Edition de Luxe. Limited to 1,130 numbered copies, signed by the artist (this copy being no. 581). Large quarto (11 1/2 x 9 inches; 292 x 232 mm). 43,  pp. Forty-four color plates (including frontispiece) mounted on tan paper, with descriptive tissue guards, and ten drawings in black and white.
Original pictorial white buckram. Top edge gilt, others uncut. Spine very slightly darkened, still an excellent copy.

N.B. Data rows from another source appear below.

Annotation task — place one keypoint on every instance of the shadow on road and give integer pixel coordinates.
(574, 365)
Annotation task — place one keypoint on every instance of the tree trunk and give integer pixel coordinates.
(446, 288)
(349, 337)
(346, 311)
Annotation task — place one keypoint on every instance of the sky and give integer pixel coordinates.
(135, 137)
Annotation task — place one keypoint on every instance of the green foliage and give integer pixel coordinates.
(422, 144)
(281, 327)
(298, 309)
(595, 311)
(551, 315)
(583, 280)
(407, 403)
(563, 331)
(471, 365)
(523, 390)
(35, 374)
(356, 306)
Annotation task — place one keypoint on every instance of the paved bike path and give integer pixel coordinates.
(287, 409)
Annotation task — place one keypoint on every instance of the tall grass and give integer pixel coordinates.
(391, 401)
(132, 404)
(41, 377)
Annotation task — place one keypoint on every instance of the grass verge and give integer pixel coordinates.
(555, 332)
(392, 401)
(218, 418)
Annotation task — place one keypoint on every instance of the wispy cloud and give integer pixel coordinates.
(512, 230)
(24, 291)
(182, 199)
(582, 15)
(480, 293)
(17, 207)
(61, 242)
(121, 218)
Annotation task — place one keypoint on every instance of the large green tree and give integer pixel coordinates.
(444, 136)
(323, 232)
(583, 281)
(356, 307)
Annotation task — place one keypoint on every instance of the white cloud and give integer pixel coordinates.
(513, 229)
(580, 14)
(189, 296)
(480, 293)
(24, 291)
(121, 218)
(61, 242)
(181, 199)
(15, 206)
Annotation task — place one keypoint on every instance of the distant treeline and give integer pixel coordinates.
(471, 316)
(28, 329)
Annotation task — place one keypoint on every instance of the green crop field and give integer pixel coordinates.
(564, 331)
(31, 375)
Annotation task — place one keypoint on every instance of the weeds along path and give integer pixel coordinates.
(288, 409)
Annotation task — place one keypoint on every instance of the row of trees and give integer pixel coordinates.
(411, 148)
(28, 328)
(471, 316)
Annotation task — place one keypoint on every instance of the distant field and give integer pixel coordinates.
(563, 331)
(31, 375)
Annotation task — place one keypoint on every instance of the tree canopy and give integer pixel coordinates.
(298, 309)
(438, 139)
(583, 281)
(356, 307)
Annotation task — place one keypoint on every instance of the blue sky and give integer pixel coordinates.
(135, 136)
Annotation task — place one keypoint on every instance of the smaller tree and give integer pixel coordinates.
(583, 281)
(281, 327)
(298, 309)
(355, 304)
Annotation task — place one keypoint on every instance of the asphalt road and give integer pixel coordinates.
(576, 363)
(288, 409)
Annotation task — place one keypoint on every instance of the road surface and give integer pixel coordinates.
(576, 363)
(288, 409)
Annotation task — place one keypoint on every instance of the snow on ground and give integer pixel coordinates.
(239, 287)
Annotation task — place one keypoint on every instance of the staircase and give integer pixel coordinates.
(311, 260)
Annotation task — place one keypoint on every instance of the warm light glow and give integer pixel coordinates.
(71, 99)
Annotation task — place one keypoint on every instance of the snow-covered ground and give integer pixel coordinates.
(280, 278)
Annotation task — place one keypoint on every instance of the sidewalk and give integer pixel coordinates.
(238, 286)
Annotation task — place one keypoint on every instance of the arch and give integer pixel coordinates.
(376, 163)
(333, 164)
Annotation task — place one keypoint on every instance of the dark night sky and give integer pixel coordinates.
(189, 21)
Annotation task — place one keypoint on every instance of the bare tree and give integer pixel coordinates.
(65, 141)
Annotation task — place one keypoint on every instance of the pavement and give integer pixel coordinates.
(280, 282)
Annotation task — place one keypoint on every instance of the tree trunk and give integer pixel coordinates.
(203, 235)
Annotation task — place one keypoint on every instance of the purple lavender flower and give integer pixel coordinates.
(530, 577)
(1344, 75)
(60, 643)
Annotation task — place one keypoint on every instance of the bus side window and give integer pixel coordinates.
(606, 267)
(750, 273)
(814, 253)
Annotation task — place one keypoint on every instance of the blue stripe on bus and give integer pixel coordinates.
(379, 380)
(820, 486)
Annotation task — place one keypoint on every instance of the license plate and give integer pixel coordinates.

"Arthur Rackham's Book of Pictures brings together a number of drawings unrelated in theme. Most of them, it is true, are drawings of the supernatural, of goblins, elves and fairies, and many are based on actual fairy tales; but there are also delightful straightforward drawings of children at the seaside or in the Broad Walk, Kensington Gardens; there is also the well-known 'Cupid's Alley' [the original of which is in the Tate Gallery], which illustrates verses by Austin Dobson, and there are subject pictures and landscapes of wide variety. It was important that such a book should be drawn together by an introductory essay, and natural for Rackham to invite [J.M.] Barrie to write it. The answer he received was cordial but disappointing: '24 June 1913. Dear Rackham, I wish I could, but I have promised to write two introductions this autumn, and had better not undertake more. Added to which I would be very bad at it as I have no skill in criticism. I am very glad to hear of the book and look forward to it. You have no greater admirer than myself, and few there are more warmly indebted to you. 'Yours very sincerely J.M. Barrie'. Rackham was fortunate in obtaining Sir Arthur Quiller-Couch as a substitute for Barrie. 'Q' not only admired Rackham's work; he also thoroughly understood a child's instinctive longing for the imaginative and fanciful. 'To this instant, constant, intellectual need of childhood no one in our day,' he wrote, 'has ministered so bountifully or so whole-heartedly as Mr. Rackham.' And Quiller-Couch was happy, too, in associating the random, impressionistic nature of much of the Book of Pictures with 'the wayward visions that tease every true artist's mind, while he bends over the day's work'". (Derek Hudson. Arthur Rackham. His Life and Work, pp. 97-98).
Latimore and Haskell, pp. 41-42. Riall, p. 118.